This book is in very much a similar vein to Adrienne Mayor's earlier book, The First Fossil Hunters: Dinosaurs, Mammoths, and Myth in Greek and Roman Times, tracing evidence, via literature, folklore and myth, of the awareness of ancient cultures of prehistoric fossils. She set herself a much harder task in this book, in tracing Native American awareness and understanding of fossil remains via stories and myth-making, since most Native cultures are oral and therefore prior to the relatively modern era left little in the way of written evidence of myths and beliefs.

It's a fascinating read, although it didn't enthral me in quite the same way as her other book. Part of my issue was the approach, I have to confess. For a start, it would be impossible to replicate the thoughts and beliefs of earlier generations of Native Americans; for all that their culture is predominately oral, it is virtually impossible to believe that modern stories and myths can have been handed down over decades and centuries within any change, modification or influence from current knowledge. Unlike a Greek vase or a Roman tablet, there is no way of ascertaining just how old a story may be. A storyteller saying it has been passed from his grandfather's grandfather's grandfather is not evidence.

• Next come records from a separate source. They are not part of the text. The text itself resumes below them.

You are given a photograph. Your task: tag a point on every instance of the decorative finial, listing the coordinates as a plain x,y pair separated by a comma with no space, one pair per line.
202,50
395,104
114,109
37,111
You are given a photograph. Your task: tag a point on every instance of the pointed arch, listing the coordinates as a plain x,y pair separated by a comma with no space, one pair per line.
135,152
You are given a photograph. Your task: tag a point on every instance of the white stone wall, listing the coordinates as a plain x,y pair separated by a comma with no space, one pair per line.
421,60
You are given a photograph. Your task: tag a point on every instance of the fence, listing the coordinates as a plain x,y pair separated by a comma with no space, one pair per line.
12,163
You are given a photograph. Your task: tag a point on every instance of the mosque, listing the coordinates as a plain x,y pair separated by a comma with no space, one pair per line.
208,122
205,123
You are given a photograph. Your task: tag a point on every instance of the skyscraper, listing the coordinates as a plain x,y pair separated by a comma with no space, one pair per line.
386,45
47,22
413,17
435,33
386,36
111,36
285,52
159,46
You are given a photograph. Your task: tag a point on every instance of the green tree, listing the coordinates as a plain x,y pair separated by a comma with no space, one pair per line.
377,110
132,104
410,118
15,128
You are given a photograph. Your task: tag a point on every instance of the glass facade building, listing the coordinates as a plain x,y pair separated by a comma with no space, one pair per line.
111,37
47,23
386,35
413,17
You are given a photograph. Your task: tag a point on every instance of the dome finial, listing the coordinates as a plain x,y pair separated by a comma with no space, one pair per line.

I can well believe that earlier generations of Native Americans, both pre- and post-Columbian, will have incorporated the fossils and remains into their belief systems, that stories of Thunder Beings and Water Monsters may have been inspired by the scattered remains of gigantic creatures, that Native Americans may have shown much more awareness of 'deep time' and geological epochs, of extinction events, climate change and climatic disasters, than pre-Darwinian Europeans may have. But relying of stories told now as evidence of what people believed then, is just too much of a stretch for me. But it's an interesting theory, one I well believe, and given how well it ties into the arguments in her previous book about the Greeks and Romans, it's a theory that I think holds up, despite the lack of empirical evidence - and certainly I think more attention needs to be paid by the academic community to what Native American myths and legends may reveal about intellectual sophistication and ancestral knowledge.